MORE is also building in a consumer-facing quality control component, Winfield said. After a transaction is completed, the company contacts the veteran or military family directly to verify that their experience meets the standard expected of a MORE-certified agent — functioning, he said, as a check on the network, independent of the transaction itself.
The first cohort of agents to go through the certification process had a 50 percent attrition rate, Winfield said — something he described as a hallmark rather than a flaw.
“This isn’t for everyone,” Winfield said. “I want to set the standard where service members want to recognize us as the gold standard.”
His measure of success, he said, will come when officers who previously declined certification start coming back.
“It’ll be when that one officer knocks on my door who said no before,” Winfield said. “It’s like I just had a client who wouldn’t hire me because I’m not certified with MORE.”
Spouses and service members
MORE has also developed programs aimed at two groups that Winfield says have been largely overlooked by the industry: military spouses and transitioning service members.
The More Ambassador Program licenses military spouses as referral agents in a single state, allowing them to earn 25 percent of the commission on transactions they facilitate by connecting relocating families with MORE-certified agents at the next duty station, Winfield said.
The program is built around a structural problem, he said: Unemployment among military spouses is five to seven times the national average, driven by the relentless cycle of moves that makes building a sustainable career nearly impossible.
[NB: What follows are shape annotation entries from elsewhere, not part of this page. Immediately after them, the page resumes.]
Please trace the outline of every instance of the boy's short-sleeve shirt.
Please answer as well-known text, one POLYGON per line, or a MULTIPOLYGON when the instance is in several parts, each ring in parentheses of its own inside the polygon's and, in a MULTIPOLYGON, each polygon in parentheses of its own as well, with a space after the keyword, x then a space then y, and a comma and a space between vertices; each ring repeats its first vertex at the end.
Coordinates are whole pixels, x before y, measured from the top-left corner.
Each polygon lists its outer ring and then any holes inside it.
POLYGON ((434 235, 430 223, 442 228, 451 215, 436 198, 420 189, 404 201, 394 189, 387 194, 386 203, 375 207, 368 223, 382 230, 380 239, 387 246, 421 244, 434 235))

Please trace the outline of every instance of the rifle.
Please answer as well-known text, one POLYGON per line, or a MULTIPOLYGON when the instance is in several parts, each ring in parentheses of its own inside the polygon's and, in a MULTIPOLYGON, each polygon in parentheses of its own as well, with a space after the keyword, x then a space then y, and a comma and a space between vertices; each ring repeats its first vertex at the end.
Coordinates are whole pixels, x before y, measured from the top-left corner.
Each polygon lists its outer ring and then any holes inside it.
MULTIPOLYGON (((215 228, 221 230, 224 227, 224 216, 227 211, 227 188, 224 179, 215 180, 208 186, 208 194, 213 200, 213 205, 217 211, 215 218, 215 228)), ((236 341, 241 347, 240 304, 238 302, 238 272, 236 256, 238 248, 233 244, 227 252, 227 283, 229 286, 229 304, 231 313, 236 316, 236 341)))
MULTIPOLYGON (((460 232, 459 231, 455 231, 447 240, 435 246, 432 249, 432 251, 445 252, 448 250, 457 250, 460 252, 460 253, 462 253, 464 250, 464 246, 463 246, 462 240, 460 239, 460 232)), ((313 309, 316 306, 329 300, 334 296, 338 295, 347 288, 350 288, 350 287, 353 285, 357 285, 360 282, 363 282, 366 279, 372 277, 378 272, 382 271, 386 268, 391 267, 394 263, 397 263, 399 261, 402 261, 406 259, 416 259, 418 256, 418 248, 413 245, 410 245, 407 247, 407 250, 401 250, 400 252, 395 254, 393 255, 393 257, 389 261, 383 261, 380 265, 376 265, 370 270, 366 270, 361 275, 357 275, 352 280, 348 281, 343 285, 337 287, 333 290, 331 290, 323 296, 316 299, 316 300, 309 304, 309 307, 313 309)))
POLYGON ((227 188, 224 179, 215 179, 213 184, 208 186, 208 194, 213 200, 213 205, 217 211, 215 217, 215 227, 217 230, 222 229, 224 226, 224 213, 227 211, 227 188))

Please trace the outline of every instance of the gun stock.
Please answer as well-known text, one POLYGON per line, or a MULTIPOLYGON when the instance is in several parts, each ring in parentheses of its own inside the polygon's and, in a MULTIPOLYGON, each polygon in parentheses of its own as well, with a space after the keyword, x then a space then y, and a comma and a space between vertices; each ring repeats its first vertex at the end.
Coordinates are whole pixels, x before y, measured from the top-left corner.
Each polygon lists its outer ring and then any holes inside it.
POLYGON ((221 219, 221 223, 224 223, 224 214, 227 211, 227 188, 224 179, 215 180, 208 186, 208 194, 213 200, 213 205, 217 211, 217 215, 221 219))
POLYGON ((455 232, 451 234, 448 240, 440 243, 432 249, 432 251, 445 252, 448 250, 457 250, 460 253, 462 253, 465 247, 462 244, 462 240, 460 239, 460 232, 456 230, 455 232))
“Who do you rely on for recommendations when moving from one duty station to another?” Winfield said. “Your co-husbands.”
The company is also active as a SkillBridge sponsor. The Department of Defense program offers servicemembers the opportunity to train with civilian employers during their last three to six months of active duty instead of reporting for duty. MORE’s sponsorship allows transitioning service members to embed themselves with real estate teams in the network, Winfield said, building their business before they ever say goodbye to the service.